SBEE seminar series: Ivuoma N. Onyeador
01:00 pm -
Bias Intolerance: Predicting Condemnation of Apologetic Perpetrators of Prejudice
When public figures are accused of perpetrating prejudice, they often apologize. Whereas an apology may indicate to some that the perpetrator has changed and deserves forgiveness, other onlookers may continue to condemn them. What predicts condemnation, even when a perpetrator apologizes? In the present paper, we explore two factors that may jointly lead to this bias intolerance: Strong motivation to address bias coupled with beliefs that bias cannot change. Across five studies, we examined White and straight participants’ (N = 1,617) evaluations and condemnation of an apologetic ingroup perpetrator of anti-Black and anti-gay prejudice, respectively, as a function of beliefs that bias can change and motivations to address bias.
Whether measured or manipulated, greater belief that bias cannot change predicted evaluating the perpetrator as currently more biased and believing they would be more biased in the future, compared to belief that bias can change. This relationship was not moderated by motivation to respond without prejudice. Believing bias cannot change did not straightforwardly predict greater condemnation. Among participants who believe bias cannot change, those who were internally motivated to respond without prejudice were particularly likely to be “bias intolerant.” We also considered additional factors that might shape evaluations and condemnation of past prejudice and found that participants’ collective guilt was related to both greater prejudice evaluations and greater condemnation. By signaling anti-prejudice norms, bias intolerance has the potential to reduce the expression of prejudice.
Ivuoma Onyeador is an Assistant Professor of Management and Organizations in the Kellogg School of Management at Northwestern University. Her research examines how dominant and non-dominant group members reason about group-based discrimination and disparities. Through her research program, she aims to increase people’s understanding of and willingness to address inequality.

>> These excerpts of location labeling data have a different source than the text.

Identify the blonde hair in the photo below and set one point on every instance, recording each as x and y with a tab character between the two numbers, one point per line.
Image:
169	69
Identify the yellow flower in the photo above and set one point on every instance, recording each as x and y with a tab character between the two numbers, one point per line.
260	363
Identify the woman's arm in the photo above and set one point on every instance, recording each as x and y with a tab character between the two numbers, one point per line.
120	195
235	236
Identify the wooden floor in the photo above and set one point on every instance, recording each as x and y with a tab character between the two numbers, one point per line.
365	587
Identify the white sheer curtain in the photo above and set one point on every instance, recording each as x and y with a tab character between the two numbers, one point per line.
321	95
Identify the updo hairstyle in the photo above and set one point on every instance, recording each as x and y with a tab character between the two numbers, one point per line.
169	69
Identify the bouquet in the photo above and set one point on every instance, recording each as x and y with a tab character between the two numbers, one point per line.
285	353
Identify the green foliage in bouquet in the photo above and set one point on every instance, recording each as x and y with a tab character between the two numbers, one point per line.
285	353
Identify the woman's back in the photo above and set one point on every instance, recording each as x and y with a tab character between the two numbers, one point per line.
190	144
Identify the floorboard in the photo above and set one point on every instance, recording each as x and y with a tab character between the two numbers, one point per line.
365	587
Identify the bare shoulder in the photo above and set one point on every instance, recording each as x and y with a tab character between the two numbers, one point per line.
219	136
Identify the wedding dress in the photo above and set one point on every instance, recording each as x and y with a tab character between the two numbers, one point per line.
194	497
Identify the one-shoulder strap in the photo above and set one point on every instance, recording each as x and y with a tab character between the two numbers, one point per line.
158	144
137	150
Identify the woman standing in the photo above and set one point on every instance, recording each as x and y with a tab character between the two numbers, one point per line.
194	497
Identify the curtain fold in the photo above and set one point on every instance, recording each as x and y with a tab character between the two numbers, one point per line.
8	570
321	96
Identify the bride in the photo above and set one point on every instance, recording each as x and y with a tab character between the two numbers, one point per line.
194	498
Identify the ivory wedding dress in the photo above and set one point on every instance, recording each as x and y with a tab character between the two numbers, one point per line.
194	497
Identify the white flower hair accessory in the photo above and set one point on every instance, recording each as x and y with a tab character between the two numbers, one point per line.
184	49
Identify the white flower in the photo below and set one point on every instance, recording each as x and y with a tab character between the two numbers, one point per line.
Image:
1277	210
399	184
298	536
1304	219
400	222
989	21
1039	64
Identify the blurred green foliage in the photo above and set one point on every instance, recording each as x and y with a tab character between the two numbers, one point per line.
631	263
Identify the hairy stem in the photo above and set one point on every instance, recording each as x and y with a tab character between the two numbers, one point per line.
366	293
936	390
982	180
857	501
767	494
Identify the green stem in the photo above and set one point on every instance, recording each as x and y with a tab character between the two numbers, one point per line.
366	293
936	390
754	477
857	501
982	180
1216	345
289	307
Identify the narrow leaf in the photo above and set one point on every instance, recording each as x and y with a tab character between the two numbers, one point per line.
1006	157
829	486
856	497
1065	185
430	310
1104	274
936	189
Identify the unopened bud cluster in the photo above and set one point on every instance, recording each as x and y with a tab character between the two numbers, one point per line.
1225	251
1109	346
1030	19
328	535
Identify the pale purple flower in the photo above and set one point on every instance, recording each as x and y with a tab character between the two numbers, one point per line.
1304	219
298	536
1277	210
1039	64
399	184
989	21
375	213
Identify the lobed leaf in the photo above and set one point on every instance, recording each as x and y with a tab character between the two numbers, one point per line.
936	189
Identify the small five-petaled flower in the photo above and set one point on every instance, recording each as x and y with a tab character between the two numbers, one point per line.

Professor Onyeador’s research has been published in leading journals such as Psychological Science and Personality and Social Psychology Bulletin. Her work has also been featured in popular press outlets, including The New York Times and The Atlantic.
Professor Onyeador earned her B.S. in Psychology, with distinction, from Yale University, her Ph.D. in Social Psychology at UCLA, and was awarded a postdoctoral fellowship from the National Science Foundation.
The Social, Behavioral and Experimental Economics seminar series is a joint presentation of the School of Information, the Ross School of Business and the Department of Economics (LSA).